Nine weeks into the closure of the Strait of Hormuz, the UAE port of Fujairah has cemented its position as one of the most strategically consequential energy facilities on the planet. What was already a significant oil export and bunkering hub has become indispensable, offering one of the very few routes through which Gulf crude and refined fuels can reach global markets without passing through the blocked chokepoint.
WTI crude is currently trading at $89.83 per barrel, down more than 12% on the session as peace deal optimism briefly lifted sentiment, while Brent Crude has dropped to $98.33 following Trump’s pause on the Hormuz escort operation.
Fujairah’s geographic advantage is straightforward but decisive. Positioned on the UAE’s east coast with direct access to the Indian Ocean, it sits entirely outside the Strait of Hormuz, meaning tankers loading there can depart without entering the contested waterway at all. That makes it the only meaningful oil export valve the UAE possesses in a period when Iranian control over the strait has effectively shut down conventional Gulf shipping for all but a handful of vessels.
The infrastructure underpinning Fujairah’s role is the Abu Dhabi Crude Oil Pipeline, known as ADCOP, which runs from onshore oilfields at Habshan directly to Fujairah’s terminal. The line has a nameplate capacity of 1.5 million barrels per day, with the International Energy Agency reporting that current throughput capacity runs close to 1.8 million barrels per day.
Under normal conditions the UAE routes approximately 1.1 million barrels per day of domestic crude through this pipeline, leaving a theoretical buffer of up to 700,000 barrels per day of additional capacity that can be activated during periods of Hormuz disruption.

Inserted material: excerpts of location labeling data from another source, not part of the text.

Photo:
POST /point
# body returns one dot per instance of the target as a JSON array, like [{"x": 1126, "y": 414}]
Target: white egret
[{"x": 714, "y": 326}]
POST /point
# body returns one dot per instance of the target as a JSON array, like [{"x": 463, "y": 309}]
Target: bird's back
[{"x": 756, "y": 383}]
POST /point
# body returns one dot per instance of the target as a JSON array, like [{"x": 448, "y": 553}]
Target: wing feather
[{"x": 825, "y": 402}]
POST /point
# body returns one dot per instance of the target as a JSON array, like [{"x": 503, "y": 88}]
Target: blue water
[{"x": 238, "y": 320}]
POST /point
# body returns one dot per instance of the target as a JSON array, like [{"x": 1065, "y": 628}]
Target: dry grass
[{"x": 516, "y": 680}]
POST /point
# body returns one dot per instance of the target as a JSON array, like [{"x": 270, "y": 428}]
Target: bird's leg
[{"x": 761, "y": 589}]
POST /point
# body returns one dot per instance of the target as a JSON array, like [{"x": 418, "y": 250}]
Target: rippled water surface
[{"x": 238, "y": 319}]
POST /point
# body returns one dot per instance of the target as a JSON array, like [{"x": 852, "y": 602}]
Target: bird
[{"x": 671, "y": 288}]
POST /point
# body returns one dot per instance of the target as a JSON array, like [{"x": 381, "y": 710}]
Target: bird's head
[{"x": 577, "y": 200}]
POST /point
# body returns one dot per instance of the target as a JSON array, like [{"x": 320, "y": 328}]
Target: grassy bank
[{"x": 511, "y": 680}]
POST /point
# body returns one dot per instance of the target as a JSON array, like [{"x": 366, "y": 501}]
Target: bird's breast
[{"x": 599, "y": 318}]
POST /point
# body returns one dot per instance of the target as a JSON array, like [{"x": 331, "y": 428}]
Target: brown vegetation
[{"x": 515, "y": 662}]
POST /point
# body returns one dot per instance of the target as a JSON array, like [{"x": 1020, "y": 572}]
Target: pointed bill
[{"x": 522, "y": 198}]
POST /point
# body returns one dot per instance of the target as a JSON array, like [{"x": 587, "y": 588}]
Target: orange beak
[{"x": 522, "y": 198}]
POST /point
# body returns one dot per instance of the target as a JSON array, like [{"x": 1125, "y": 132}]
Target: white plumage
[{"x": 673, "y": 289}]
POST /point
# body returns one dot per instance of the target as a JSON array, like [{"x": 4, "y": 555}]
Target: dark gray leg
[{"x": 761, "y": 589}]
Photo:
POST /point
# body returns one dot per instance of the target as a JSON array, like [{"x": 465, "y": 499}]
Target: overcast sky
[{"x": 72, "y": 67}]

Even at full utilisation, Fujairah cannot come close to compensating for the total volumes lost to the crisis. The Middle East collectively exported far more than 1.8 million barrels per day through Hormuz before the conflict began, meaning most of that supply remains stranded regardless of what Fujairah can handle. For Asia, however, and particularly for India, Fujairah represents a lifeline, delivering volumes that would otherwise be impossible to source from regional producers. The port is also home to a refinery partly owned by Vitol, the world’s largest independent oil trader, with approximately 100,000 barrels per day of refining capacity adjacent to a large storage terminal jointly held by Vitol, FM Global Infrastructure Fund and Abu Dhabi’s national energy company.
Beyond crude exports, Fujairah is the Middle East’s most important bunkering port, ranking alongside Singapore, Rotterdam and China’s Zhoushan as one of the world’s largest ship-refuelling hubs. For vessels attempting to navigate alternative routes to Asia and Africa while avoiding Hormuz, Fujairah provides an essential refuelling stop that would otherwise require significant detours to find equivalent capacity.
That strategic centrality has made Fujairah a direct target. Iranian attacks on the port began in the second week of the conflict, suspending loading and bunkering operations on multiple occasions through March before the early-April ceasefire offered temporary relief.
When the United States launched Project Freedom earlier this week, the escort operation designed to guide stranded vessels out of Hormuz, fresh attacks struck the Fujairah Petroleum Industries Zone, triggering a fire and an immediate surge in oil prices. The incident was followed swiftly by Trump’s decision to pause Project Freedom entirely.
The threat picture has since escalated further. Iran’s Islamic Revolutionary Guard Corps unveiled on Monday a new map of expanded territorial claims over the waters surrounding the strait. The area outlined in that map extends south of Fujairah itself, a signal that Iran views the port as falling within its zone of influence and leverage rather than neutral territory beyond the conflict.
As diplomatic efforts involving Pakistani and Chinese mediators continue without a firm resolution, Fujairah’s moment in the spotlight shows no sign of ending. The port has become the clearest physical illustration of what a protracted Hormuz closure means for global energy logistics, and any sustained peace deal will be measured at least partly by how quickly normal tanker flows through the strait can resume and relieve the pressure on this small UAE city that currently carries an outsized share of the world’s oil supply burden.